We live in a world of global ideas; terms universally utilised also share definitions. Today, the concept of a good violin is the same in Japan as in Peru. Less than a century ago this was not the case. An instrument in Paris was different from another in Vienna. As a result of prospering local traditions, each had its own distinct characteristics. Universal paradigms, while increasing the efficiency of communication, tend to rob all life forms of some of their potential richness. In our relationship with the history of arts, a danger lies in the habit of seeing different historical styles as distinctly separable entities.

Similarly, diverse paradigmatic concepts and methods of approach do exist in today's early music performance. For example, as with the modern violin, we often have rather fixed ideals concerning the sound of certain instruments regardless of the period and geographical origin of the particular repertory. Consequently, many old instruments will never be granted roles other than as collectors' items; they simply don't sound “the way they should”. Inflated generalisations have, in some cases, led to the philosophical setting and sound-world of Baroque music being imposed upon the music of earlier centuries as well.

Every era has claimed to have reinvented music. According to contemporary theorists and composers, a dramatic shift in musical thinking occurred at the turn of the 17th century. A new declamatory, text-oriented approach took over from abstract polyphony. This harsh division has also strongly influenced our perception of Renaissance and Baroque music.

Retrover at the Turku music festival 2000 The repertory under consideration, Italian Frottola, does not lend itself easily to this kind of dualistic thinking. The musical texture is indeed chordal and lacking many of the contrapuntal devices associated with the music of the Flemish masters. (In fact, the Frottola is the earliest genre to be justifiably perceived in terms of chordal progressions and tonal harmony.) In addition, the poetry and music do relate closely in the coordination of verbal accentuation and rhythms. However, unlike the madrigal or the Baroque song, the music of the Frottola does not set out to express the content of the text in a direct fashion. In our time, this lack of a suitable paradigm has resulted in the Frottola being seen primarily as some sort of dainty entertainment lacking the “gravitas” of its predecessors and successors.
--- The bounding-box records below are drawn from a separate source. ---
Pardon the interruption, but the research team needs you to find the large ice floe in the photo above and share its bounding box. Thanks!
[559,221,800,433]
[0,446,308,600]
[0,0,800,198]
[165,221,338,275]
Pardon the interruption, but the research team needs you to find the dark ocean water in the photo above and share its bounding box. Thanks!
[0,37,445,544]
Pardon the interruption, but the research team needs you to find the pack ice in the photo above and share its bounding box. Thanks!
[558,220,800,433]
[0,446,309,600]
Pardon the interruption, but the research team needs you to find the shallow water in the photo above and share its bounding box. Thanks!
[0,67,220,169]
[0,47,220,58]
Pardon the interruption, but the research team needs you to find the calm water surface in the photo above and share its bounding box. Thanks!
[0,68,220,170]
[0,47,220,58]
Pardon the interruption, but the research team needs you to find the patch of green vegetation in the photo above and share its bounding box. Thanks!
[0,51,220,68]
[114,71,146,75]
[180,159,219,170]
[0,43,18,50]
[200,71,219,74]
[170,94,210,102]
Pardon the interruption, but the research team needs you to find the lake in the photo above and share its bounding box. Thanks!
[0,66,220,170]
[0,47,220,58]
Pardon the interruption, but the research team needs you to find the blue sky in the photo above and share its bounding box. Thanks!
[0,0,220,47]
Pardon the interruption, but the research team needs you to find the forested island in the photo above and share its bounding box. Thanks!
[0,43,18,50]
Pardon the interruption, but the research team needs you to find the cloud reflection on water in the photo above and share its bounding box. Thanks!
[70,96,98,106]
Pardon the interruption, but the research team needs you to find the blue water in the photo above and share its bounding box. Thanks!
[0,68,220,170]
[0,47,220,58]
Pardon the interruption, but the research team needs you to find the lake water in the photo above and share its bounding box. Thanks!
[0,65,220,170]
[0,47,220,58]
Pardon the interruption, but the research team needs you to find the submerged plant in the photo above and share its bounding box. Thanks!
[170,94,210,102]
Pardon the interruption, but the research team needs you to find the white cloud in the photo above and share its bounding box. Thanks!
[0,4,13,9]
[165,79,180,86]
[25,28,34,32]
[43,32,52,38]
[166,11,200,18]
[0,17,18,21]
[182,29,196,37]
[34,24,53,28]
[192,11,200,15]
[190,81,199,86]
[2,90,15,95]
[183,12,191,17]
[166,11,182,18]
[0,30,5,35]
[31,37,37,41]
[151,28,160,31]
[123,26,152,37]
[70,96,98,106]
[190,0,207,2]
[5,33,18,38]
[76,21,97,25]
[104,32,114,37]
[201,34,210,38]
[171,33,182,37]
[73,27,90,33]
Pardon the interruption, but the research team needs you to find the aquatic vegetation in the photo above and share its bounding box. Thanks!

In a commentary on a psalm, St Augustine describes singing as a sound indicating that the heart is giving birth to something that cannot be uttered in words. The intrinsic reality of any musical composition will perpetually escape verbal conceptualisation. This, ultimately, gives music its most profound purpose. Hence, in order to grant the Frottola its full artistic merit, one has to introduce a parameter that is often neglected in musicological discourse: the emotions. And not simply the emotions contemplated, but the emotions transmitted and perceived.

The humanistic incentive of the Renaissance created an increased space and demand for the performer's personal expression and individuality. Castiglione, in his well-known book Il Cortegiano, draws a sketch of Marchetto Cara, the famous Frottola composer, as a performer. Instead of exterior and technical qualities, the author talks about Cara's ability to move the audience, to touch and penetrate their hearts. Similarly, the Sienese humanist Alessandro Piccolomini describes Frottola music as having the ability to inflame the soul and set the whole body in motion. In the Frottola, music and poetry convey subjective emotions without the veiled religious symbolism of the previous centuries.

Cara's colleague Bartolomeo Tromboncino murdered his wife in an act of jealousy. Cardinal Ippolito d'Este, a relative of Isabella's, blinded his own brother for the same reason. The Frottola's seemingly lighthearted spirit appears in stark contradiction to this world of tainted passion and intrigue. Yet the amount of realism in music has always varied. Its absence does not equal superficiality. Behind the presented imagery lies a colourful palette of infinite human emotions and objectives. Hence, many Barzellette (“jokes”) carry a message other than laughter. Love songs, after all, have traditionally been about desperate longing, not joy.